- Directed by: Charles Saunders
- Written by: John Gilling
- Produced by: Charles Reynolds Derek Wynne
- Starring: Henry Mollison; Sydney Tafler; Ingeborg von Kusserow;
- Cinematography: Edward Lloyd
- Edited by: Marjorie Saunders
- Music by: Arthur Wilkinson
- Production company: Present Day Productions Ltd.
- Release date: 1951;
- Running time: 65 minutes
- Country: United Kingdom
- Language: English

= Chelsea Story =

1951 film by Charles Saunders

Chelsea Story is a 1951 British second feature ('B') crime film directed by Charles Saunders and starring Henry Mollison, Sydney Tafler and Ingeborg von Kusserow. It was written by John Gilling.

==Plot==
Fletcher Gilchrist offers £100 to anyone who will break into a house. Journalist Mike Harvey accepts the bet but he and another man are caught when the latter murders the owner of the house. Harvey escapes custody, determined to seek revenge on Gilchrist.

==Cast==
- Henry Mollison as Mike Harvey
- Sydney Tafler as Fletcher Gilchrist
- Ingeborg von Kusserow as Janice (as Ingeborg Wells)
- Lesley Osmond as Louise
- Michael Moore as George
- Wallas Eaton as Danny
- Laurence Naismith as Sergeant Matthews
- Michael Ward as Chris Fawcett

==Reception==
The Monthly Film Bulletin wrote: "Unconvincing thriller."
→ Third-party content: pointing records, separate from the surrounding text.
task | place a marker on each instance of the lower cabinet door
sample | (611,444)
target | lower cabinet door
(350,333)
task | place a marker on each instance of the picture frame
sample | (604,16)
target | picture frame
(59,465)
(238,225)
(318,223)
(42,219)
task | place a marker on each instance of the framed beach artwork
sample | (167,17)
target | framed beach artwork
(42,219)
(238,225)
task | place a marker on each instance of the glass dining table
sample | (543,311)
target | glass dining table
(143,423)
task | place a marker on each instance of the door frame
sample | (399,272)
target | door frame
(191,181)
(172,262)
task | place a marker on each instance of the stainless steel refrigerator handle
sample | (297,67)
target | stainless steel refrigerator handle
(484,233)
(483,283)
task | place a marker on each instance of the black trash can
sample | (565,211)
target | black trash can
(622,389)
Kine Weekly wrote: "The film does not aim high, but it gets around and ends on a tense note. Sidney Tafler, as the evil Fletcher, hasn't the biggest part, but he is easily the most impressive of the cast. He really makes his presence felt and holds the drama together. Authentic backgrounds effectively round off colourful tabloid thick ear."

Picture Show wrote: "Rather far-fetched but quite thrilling melodrama .... Authentic settings help along its reality."

Chibnall and McFarlane in The British 'B' Film call it "a talky noir melodrama."